Voilà, la vie a repris son cours... Mais je ne me souvenais pas d'une vie aussi, plate ? Plate, c'est le mot. Tout est vide, sans intérêt. Je trépigne sur ma chaise, comme d'habitude. Je fixe l'horloge, la trotteuse à encore ralenti, à croire qu'elle ne passera jamais à la minute suivante. Je ne tiendrais pas. Je dois bouger.

« -Excusez-moi monsieur, il faut que je sorte...

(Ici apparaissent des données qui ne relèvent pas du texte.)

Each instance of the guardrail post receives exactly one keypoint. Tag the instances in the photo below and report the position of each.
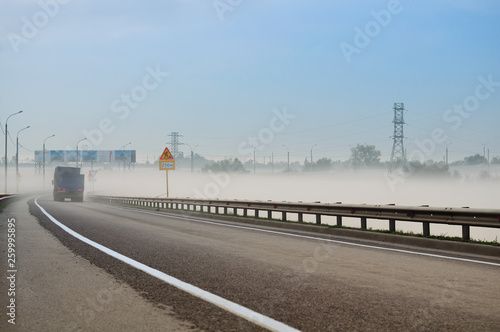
(466, 232)
(392, 225)
(363, 223)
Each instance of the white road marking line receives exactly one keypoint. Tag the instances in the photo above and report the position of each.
(316, 238)
(248, 314)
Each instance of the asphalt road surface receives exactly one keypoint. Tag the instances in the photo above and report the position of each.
(304, 282)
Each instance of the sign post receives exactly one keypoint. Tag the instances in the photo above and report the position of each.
(166, 163)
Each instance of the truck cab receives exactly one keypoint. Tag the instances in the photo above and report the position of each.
(68, 183)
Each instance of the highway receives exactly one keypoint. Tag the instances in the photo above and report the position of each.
(300, 281)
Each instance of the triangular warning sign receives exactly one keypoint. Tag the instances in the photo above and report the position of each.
(166, 155)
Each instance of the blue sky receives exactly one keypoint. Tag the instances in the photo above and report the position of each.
(220, 72)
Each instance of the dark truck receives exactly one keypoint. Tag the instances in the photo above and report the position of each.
(68, 183)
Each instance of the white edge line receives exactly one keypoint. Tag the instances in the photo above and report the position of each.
(316, 238)
(248, 314)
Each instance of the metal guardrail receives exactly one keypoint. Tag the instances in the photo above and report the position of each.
(426, 215)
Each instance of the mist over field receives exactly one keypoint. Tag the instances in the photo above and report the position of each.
(346, 186)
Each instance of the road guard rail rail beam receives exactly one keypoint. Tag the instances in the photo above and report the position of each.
(424, 214)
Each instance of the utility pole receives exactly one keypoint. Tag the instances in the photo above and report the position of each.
(398, 156)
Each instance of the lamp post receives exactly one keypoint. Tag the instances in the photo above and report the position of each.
(17, 158)
(192, 156)
(83, 139)
(447, 153)
(311, 154)
(288, 158)
(254, 158)
(6, 147)
(43, 159)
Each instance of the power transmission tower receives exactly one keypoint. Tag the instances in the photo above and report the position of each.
(174, 143)
(398, 156)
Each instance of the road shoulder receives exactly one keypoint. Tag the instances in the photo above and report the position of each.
(57, 290)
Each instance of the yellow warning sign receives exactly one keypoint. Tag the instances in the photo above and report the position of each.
(166, 155)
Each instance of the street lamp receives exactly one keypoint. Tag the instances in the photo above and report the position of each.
(6, 147)
(311, 154)
(192, 155)
(447, 145)
(17, 158)
(288, 158)
(43, 159)
(83, 139)
(254, 158)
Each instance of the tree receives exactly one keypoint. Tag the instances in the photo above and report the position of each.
(323, 164)
(364, 155)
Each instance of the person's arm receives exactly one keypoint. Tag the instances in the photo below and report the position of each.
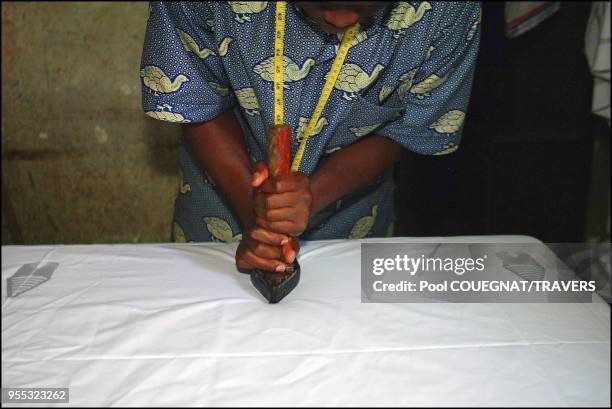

-Bien sûr Maya. Me réponds mon professeur de SVT, c'est un vieux monsieur rondouillet, un homme agréable, attentionné et gentil. » Personne ne me regarde étrangement, pas même ces deux grandes poufs blondes du dernier rang qui riaient de moi et Ali au début. À croire qu'ils se sont habitués à mes sorties au bout du premier quart d'heure de court. C'est mon quart temps indispensable. J'ai besoin de bouger. Dès que la porte se referme derrière moi je saute en l'air avant de traverser les couloirs à toute allure. Je cours vers le terrain de sport en sprint, et je fais des tours, encore des tours. Je me sens mieux lorsque je commence à m'essouffler. « Hyper activité post-traumatique. » C'est ce que pense le médecin. Je donne quelques coups de poings contre un tronc d'arbre, je cours de nouveau... Ici, il n'y a que 5h de sport par semaine, là-bas, j'en avais 9 dans la journée. Je pense à fuguer parfois... Je me dis qu'ils reviendront peut-être, eux tous.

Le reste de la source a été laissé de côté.